China’s Sustainability Project
Since the 1980s, sustainability has taken centre stage in world politics as it focuses on how best to simultaneously meet people’s needs and the environment through facilitating human well-being without degrading the ecosystem. Despite sustainability sparking and highlighting the importance of conservation, economic growth, human health, and the important links between these factors, sustainability is also responsible for indicating socio-ecological processes that cause degradation of the environment, social injustices and poverty. Ideally, sustainability needs knowledge, better technology and incentives from political powers to be effective. However, sustainability is inherently political due to its normative nature.
Chinese Economic Complexity
Even though China has a steadily developing economy of about 8 per cent annually, this economic development has had detrimental effects on the natural environment.
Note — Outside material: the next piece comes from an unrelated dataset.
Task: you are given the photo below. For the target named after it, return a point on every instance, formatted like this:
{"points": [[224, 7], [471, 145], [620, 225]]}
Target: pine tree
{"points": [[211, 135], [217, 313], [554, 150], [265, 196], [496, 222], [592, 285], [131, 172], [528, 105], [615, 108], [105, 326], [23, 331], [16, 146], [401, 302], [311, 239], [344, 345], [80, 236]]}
Economic growth in China’s past two decades saw an increase in demand for almost every natural resource known to man, including water, land and energy. Consequently, practices of depleting forests have devastating impacts such as flooding and desertification. Also, poorly regulated emissions and waste disposal continue to impact water and air negatively. China’s strive for economic sustainability is failing because today, china is one of the leading contributors to global environmental issues. A report by the Chinese Ministry of Agriculture in 2000 asserts that 20 per cent of agricultural products in major industrial districts have high levels of arsenic, cadmium and mercury due to irrigation, breathing and drinking of wastewater. As a result, 7 per cent of mortality in urban areas is caused by pollution.
Basing on total sustainable indicators, the Chinese government is among the frontrunners of endorsing worldwide sustainability. Ranking by China Sustainable Development Indicator System (CSDIS) shows that most of the coastal cities rank higher in global sustainability despite being economically advanced in China. The UNDP, in conjunction with the Chinese government, have programs that support developing countries to have sustainable economies through aid and investment initiatives.